Venice $65M Series A Raises Questions Over VVV Token
Venice raised $65 million in a Series A led by Dragonfly at a $1 billion equity valuation. Investors received equity plus VVV grants and warrants, prompting debate over token holders’ share of growth.
Venice raised $65 million in a Series A round led by Dragonfly at a $1 billion equity valuation. The financing gave investors 8.98% equity, a 1.5 million VVV vesting grant and warrants to buy 5 million additional VVV over eight years. Participants include Dragonfly, Coinbase Ventures, North Island Ventures and other backers on both the equity and token sides.
Under the deal, investors hold legal ownership through stock and token-linked upside via the VVV grant and long-term warrants. The token grant is subject to a one-year lock and vests over three years. Warrants extend up to eight years and would add VVV to circulation as they are exercised and unlocked.
Equity and token claims are treated differently in the company’s structure. Equity holders receive contractual ownership and governance rights tied to Venice AI. VVV token holders receive platform access through staking, the ability to mint DIEM compute credits and exposure to a buy-and-burn mechanism that Venice describes as a long-term deflationary capital asset. Staking one VVV mints DIEM credits equal to one dollar of daily-renewing Venice compute access.
Venice’s treasury holds more than 30 million VVV. The company and its team have not sold tokens during the token’s price gains this year.
Financial data underline the gap between stock and token valuations. The $1 billion equity valuation implies about a 14.3x multiple on Venice’s reported annual revenue, based on the company’s current run rate. VVV trades near $13.55, putting its market capitalization around $637 million and its fully diluted valuation near $1.54 billion, equivalent to roughly 9.1x and 22.1x revenue on those measures.
Venice has not disclosed the share of revenue that will be allocated to token burns. At current prices, a burn equal to 5% of annual revenue would retire about 258,000 VVV per year; 10% would retire about 517,000 VVV; 20% would retire about 1.03 million VVV. The Series A package itself adds roughly 6.5 million VVV in grants and warrants under the lock-and-vest schedule.
Erik Voorhees described the round on X as “VVV and Capital” and noted Venice remains the largest single VVV holder with more than 30 million tokens. Voorhees has estimated that fully exercised warrants would add fewer than 6,000 VVV per day to circulation in initial phases and could reach about 2.19 million VVV a year at the top end once unlocking accelerates.

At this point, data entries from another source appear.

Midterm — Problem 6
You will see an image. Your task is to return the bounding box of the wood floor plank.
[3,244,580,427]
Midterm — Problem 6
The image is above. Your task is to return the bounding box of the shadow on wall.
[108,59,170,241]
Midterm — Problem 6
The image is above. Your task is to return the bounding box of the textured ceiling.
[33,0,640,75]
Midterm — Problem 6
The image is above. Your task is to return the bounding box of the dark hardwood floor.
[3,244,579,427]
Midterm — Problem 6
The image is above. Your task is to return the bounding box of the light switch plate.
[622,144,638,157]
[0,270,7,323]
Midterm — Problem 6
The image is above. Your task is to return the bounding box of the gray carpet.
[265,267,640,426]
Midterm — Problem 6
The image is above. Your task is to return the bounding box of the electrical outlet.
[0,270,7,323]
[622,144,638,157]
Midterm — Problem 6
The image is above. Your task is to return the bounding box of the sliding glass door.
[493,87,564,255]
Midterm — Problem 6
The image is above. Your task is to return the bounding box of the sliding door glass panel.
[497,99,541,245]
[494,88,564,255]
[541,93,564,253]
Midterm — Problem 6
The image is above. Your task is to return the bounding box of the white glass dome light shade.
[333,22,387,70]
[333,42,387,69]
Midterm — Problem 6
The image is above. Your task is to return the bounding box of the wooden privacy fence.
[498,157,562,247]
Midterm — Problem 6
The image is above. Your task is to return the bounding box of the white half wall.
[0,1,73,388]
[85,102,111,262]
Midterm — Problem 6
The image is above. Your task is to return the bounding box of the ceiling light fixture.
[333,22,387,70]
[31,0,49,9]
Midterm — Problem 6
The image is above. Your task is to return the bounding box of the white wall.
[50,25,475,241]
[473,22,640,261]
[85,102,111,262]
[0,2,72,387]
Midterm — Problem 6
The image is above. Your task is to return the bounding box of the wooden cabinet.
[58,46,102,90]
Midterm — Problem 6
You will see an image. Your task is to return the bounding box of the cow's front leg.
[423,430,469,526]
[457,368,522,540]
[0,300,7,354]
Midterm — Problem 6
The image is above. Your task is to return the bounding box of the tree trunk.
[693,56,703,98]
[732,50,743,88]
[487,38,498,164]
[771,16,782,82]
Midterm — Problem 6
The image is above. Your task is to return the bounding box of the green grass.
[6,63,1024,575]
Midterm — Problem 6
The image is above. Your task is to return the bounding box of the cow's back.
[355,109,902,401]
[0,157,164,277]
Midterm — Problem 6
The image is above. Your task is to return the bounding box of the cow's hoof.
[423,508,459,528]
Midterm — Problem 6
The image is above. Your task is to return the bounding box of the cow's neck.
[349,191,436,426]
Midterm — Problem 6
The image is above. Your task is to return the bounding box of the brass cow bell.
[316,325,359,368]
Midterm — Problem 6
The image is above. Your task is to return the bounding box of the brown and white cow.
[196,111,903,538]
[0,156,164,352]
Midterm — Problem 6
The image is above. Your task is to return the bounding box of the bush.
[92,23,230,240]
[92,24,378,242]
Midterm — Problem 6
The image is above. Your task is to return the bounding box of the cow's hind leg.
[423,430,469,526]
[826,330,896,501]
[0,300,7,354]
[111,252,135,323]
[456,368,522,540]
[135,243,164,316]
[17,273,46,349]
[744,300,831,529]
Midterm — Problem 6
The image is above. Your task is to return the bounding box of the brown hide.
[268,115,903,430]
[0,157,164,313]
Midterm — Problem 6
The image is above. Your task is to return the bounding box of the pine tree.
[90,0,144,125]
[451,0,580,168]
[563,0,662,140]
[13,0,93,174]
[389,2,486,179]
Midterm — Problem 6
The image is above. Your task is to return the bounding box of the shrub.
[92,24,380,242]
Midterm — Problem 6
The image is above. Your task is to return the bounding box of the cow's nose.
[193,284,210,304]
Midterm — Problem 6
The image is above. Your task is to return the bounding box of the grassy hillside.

Venice plans to use equity proceeds to build owned compute capacity, including a first data center, with the aim of reducing reliance on leased GPUs. Analysts project large increases in AI capital spending in coming years and note that owning hardware tends to support margin improvement compared with leasing. Venice’s stated strategy ties higher margins to the ability to increase token buybacks and burns.
Market participants outlined three potential outcomes. In one scenario, equity-funded compute ownership lifts margins and revenue and buy-and-burn volume grows faster than dilution from grants and warrants, supporting VVV as a revenue-linked asset. In a second scenario, VVV remains primarily a utility token for staking and DIEM with less direct claim on enterprise value while equity captures most upside. In a third scenario, equity value outpaces token burns and the token’s role narrows to access rather than a proxy for company growth.
Developer and commentator Dankrad Feist called the token-and-equity split “sucks,” arguing that token holders depend on Venice’s continued execution of buybacks and burns rather than contractual claims. The company’s governance and financing choices will determine whether future revenue accrues mainly to shareholders, to token holders, or is split between the two.